Personal protective equipment (PPE) can be lifesaving for healthcare workers, but it can also be cumbersome and prevent them from doing their jobs well. During the Ebola crisis, the PPE caused extreme discomfort -- the impermeable materials trap heat inside; the goggles frequently fog which reduces the worker's visibility; hoods and masks interfere with the ability to communicate with patients; and the process of donning and doffing the suits is meticulous and slow, and when contaminated, can result in spreading infection to the wearer.
This project supported International Personnel Protection (IPP) in refining their product features by collecting feedback from frontline Ebola healthcare workers.
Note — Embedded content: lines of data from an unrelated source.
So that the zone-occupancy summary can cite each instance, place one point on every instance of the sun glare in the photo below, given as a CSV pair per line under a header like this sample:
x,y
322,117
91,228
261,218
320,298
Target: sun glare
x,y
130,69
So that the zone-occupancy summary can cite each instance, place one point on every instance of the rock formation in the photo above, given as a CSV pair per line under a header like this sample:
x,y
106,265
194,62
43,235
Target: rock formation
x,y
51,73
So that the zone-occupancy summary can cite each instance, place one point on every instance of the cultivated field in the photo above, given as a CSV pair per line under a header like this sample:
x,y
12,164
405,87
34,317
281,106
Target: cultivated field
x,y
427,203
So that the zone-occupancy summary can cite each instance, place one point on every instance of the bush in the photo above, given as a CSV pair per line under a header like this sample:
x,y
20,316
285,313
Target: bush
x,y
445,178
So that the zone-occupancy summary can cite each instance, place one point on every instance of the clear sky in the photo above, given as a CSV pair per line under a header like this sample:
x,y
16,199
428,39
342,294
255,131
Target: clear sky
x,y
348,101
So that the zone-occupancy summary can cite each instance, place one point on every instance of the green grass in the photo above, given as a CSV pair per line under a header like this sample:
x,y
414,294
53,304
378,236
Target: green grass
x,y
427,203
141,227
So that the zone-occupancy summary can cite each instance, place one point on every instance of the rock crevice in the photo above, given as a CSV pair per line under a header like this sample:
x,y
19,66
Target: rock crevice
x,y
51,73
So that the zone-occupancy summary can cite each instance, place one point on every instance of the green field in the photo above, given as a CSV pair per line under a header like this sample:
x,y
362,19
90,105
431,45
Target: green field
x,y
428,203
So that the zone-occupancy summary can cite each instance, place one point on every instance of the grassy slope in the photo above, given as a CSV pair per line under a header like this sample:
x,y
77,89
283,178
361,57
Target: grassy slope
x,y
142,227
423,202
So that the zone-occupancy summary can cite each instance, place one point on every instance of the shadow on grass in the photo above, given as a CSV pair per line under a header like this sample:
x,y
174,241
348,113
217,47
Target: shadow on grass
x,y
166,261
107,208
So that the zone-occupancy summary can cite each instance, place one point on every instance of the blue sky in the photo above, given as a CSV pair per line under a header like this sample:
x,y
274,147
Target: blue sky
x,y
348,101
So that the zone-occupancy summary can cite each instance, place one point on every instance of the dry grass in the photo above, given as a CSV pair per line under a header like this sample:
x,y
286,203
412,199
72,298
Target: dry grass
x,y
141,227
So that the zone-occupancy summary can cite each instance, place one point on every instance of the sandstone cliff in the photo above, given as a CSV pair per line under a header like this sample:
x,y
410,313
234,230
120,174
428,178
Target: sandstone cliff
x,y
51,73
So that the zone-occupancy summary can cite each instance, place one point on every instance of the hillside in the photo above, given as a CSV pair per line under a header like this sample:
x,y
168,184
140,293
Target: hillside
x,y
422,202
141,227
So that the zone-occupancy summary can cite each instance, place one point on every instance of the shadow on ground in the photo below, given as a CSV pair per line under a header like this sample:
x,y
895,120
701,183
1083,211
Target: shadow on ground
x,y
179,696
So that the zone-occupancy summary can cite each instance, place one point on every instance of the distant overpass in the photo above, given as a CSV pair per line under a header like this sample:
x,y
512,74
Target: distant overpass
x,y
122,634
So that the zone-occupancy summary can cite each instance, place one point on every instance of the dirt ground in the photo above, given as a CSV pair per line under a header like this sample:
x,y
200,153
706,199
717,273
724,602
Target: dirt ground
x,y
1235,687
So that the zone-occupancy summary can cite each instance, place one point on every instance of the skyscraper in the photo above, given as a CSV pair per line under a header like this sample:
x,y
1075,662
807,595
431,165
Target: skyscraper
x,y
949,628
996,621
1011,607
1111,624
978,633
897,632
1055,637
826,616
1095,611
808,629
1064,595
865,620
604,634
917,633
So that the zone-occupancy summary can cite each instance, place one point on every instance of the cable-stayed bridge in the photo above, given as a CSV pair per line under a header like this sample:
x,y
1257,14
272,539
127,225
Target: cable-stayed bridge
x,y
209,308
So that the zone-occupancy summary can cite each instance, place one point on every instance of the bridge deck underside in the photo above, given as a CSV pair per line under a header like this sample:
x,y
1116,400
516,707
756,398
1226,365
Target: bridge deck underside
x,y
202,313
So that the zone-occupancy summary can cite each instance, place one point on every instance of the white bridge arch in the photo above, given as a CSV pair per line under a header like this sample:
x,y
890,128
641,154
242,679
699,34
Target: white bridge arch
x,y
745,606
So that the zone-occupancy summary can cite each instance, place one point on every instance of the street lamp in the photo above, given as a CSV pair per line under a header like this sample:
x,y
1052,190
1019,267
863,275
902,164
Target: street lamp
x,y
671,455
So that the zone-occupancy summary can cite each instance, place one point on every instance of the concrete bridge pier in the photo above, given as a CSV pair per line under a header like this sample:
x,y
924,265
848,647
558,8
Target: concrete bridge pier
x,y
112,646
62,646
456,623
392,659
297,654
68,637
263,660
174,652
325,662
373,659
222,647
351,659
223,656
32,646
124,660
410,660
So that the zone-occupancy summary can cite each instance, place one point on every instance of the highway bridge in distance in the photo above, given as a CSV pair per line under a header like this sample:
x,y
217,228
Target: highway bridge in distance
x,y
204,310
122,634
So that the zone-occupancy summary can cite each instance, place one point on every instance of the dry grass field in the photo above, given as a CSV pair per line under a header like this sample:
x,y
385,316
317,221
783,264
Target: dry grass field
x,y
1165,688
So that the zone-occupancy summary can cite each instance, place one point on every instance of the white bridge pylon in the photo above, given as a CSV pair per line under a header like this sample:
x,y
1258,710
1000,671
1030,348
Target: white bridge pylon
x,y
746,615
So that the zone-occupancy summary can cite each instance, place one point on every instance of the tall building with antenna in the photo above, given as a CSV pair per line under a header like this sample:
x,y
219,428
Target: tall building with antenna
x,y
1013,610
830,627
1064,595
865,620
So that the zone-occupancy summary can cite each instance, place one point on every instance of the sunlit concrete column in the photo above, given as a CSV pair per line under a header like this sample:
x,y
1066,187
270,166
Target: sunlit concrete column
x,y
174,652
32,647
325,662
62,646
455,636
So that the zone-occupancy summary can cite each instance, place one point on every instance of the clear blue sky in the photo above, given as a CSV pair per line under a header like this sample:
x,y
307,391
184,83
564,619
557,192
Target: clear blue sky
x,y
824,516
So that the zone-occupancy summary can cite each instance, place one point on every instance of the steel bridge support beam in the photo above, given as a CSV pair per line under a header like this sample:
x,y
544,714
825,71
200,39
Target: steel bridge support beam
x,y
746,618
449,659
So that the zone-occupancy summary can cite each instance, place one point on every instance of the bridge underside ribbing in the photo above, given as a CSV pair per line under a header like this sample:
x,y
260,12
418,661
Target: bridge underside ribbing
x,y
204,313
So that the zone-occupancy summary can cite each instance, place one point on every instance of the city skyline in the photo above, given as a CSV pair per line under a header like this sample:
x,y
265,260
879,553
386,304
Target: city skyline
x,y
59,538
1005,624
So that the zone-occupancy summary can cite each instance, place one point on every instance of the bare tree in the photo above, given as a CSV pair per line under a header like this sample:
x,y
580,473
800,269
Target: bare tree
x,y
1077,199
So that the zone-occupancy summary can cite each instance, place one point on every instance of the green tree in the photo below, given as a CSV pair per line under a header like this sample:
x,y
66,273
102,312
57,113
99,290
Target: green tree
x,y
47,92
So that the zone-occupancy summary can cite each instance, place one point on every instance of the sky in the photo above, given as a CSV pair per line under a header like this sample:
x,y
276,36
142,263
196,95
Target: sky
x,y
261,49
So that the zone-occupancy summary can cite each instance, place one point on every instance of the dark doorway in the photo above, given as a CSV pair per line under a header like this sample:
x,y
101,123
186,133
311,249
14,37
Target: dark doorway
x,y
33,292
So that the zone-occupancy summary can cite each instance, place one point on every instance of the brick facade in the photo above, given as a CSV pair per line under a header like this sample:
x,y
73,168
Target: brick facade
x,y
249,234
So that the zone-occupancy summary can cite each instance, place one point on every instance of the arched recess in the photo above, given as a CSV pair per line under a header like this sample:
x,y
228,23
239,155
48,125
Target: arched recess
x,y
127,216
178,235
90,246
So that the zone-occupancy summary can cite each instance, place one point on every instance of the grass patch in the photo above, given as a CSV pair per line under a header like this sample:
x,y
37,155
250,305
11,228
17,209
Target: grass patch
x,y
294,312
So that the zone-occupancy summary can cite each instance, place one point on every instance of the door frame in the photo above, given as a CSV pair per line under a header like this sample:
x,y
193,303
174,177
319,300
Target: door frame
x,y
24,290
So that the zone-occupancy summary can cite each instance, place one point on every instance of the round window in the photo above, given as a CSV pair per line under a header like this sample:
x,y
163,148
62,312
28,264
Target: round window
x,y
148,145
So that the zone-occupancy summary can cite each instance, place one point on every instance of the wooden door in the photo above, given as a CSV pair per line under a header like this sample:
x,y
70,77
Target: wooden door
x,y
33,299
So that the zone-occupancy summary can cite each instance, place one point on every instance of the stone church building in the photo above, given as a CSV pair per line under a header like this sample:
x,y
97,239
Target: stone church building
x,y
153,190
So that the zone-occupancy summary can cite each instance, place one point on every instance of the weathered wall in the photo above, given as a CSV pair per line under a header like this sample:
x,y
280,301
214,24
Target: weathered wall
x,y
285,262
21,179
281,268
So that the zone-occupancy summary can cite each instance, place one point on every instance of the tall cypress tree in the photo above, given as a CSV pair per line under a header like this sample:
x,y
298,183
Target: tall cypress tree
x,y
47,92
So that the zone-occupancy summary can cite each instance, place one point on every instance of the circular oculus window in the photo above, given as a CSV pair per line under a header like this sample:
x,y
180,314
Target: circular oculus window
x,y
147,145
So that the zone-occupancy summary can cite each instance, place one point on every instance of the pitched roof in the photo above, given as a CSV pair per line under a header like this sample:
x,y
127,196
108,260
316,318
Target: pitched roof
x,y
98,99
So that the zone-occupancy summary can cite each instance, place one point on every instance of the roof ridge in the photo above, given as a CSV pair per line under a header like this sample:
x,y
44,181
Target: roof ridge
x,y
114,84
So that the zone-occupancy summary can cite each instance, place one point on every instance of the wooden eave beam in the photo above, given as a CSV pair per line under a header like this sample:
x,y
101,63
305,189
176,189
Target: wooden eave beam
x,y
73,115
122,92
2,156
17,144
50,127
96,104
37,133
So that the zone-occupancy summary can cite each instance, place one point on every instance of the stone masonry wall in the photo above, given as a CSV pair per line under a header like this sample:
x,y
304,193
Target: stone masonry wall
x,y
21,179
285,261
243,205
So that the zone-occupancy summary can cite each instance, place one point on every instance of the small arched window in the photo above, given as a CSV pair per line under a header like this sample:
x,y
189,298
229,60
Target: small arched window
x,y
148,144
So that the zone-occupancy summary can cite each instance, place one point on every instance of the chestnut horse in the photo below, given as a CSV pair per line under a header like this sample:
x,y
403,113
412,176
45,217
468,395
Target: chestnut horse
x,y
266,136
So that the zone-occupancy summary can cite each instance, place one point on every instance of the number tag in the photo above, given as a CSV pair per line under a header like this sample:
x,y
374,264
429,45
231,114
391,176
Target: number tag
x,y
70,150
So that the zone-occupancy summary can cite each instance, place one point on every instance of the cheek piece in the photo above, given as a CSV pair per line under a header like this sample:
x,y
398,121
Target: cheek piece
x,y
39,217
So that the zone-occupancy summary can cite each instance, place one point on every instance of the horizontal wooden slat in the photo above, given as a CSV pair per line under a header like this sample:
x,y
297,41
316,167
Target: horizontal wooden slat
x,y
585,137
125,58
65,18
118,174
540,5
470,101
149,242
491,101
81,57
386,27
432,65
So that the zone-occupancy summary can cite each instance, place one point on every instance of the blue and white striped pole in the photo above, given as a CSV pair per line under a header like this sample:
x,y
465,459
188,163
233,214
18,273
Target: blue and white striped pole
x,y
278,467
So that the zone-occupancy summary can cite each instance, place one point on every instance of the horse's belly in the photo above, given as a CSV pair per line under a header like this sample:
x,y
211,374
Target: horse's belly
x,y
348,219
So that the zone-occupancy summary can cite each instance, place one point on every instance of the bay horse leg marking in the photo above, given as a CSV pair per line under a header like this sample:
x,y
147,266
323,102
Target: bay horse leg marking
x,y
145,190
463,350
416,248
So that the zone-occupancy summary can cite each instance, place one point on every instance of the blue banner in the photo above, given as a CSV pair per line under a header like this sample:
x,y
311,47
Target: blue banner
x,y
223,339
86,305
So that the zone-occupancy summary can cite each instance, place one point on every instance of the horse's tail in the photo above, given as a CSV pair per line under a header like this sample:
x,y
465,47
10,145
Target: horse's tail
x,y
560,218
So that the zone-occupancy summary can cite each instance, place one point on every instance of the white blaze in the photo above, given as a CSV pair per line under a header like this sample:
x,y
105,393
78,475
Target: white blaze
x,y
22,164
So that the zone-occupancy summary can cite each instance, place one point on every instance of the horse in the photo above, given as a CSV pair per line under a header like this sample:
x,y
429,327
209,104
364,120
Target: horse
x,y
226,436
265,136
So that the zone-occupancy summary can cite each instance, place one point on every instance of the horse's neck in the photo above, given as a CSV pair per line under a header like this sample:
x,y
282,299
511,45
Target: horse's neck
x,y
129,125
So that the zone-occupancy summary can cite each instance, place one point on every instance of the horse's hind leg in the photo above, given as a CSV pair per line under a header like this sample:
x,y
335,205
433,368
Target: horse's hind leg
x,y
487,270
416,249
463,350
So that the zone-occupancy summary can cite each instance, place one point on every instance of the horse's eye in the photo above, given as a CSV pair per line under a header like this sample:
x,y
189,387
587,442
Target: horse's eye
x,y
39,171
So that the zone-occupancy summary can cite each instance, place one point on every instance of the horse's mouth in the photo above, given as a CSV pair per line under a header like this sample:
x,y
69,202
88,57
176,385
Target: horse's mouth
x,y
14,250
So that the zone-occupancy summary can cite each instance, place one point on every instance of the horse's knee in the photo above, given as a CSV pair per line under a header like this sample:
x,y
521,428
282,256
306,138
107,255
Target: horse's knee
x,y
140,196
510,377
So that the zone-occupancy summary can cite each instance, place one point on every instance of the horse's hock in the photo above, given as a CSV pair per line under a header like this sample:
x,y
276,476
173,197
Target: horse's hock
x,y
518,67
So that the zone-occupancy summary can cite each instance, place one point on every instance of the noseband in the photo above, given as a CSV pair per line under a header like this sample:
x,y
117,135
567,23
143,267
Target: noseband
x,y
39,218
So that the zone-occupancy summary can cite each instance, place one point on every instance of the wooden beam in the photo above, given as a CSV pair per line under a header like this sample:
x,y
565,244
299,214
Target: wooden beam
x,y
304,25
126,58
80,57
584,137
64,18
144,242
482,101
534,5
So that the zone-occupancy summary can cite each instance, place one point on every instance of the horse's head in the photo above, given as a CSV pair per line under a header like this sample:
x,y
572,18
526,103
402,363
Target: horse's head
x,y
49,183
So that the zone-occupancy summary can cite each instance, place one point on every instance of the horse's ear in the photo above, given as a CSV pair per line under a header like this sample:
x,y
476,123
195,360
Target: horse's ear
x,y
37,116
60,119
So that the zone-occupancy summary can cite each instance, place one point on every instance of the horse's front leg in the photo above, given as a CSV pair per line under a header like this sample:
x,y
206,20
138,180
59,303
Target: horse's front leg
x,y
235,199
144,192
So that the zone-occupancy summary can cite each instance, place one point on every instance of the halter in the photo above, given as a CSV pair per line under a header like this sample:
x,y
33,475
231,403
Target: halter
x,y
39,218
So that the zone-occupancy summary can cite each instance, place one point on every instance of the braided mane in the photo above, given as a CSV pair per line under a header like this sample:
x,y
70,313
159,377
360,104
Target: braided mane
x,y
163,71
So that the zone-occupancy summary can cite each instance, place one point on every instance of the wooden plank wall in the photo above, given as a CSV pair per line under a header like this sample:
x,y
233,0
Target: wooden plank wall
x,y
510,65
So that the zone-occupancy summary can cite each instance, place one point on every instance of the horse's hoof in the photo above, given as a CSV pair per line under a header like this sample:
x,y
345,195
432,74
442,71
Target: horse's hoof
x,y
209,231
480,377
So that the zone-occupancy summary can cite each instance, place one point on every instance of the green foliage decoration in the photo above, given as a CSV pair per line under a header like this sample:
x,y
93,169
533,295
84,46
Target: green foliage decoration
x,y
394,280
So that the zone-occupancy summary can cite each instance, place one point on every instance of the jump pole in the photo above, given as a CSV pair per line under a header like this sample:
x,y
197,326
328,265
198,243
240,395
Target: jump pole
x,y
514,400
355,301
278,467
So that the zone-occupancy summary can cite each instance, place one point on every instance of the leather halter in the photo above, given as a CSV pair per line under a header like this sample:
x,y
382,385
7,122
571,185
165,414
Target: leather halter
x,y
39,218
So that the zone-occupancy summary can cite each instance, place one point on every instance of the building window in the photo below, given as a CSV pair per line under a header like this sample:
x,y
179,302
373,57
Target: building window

In addition to ensuring the needs of the end user were captured in the current product design, the issue of the availability of quality PPE to frontline workers from a production perspective for Kappler was addressed, the suit material supplier and manufacturing partner to IPP.
Research: collecting feedback from frontline healthcare workers
This work consisted of two weeks in Sierra Leone collaborating with the frontline health workers responsible for responding to the Ebola outbreak. It was quickly learned that for these health workers, personal protective equipment elicits a physical, emotional, and visceral response. During the crisis, it became clear that the components of a PPE ensemble were not an integrated system of protection. Coveralls, goggles, and hoods were mismatched and the protocols for using the equipment were unclear or irrelevant for the equipment at hand. In dire circumstances, health care workers adapted the inferior products they had to create new solutions on their own. One doctor said,
"We were like kids playing dress-up. We took things up, we tore it to make it work. We changed things all the time. We just tried to fix the problems ourselves."
During this product feedback trip, the new IPP PPE prototype was adapted and altered based on feedback from multiple doctors, nurses, hygienists, and burial teams. Their current product stock was compared to this prototype, role playing was conducted where they practiced putting on and taking off the suit, and different scenarios were tested, like calming down an overactive patient.
Concepting: refining product features to improve usability
To start making modifications to the prototype, the focus turned to makeshift solutions that the health care workers thought up on their own during the crisis. The changes that the health workers made to their existing PPE served as clues to the features and protocols that a new generation of PPE should incorporate. After a few days of initial insights, the prototypes were taken to a tailor in Victoria Park Market in downtown Freetown to refine the suit design for further user feedback. This series of the user feedback provided prototype changes that were incorporated into the final design. These changes were further validated through additional laboratory testing to fix the suit design to enable efforts for approach production and marketing of the product.
Strategy: understanding demand for suit production
With the focus of this work on feature design, new areas of exploration were identified moving forward. This includes defining the market opportunity beyond contagious fluid-borne diseases like Ebola, potentially expanding into broader applicability in infectious disease control or even opportunity in adjacent markets. Additionally, looking at price sensitivity as well as demand assessment would help to understand the production run for the manufacturing capability for unique material that is a reliable protective barrier for viral hemorrhagic fevers, but still breathable for health care worker comfort.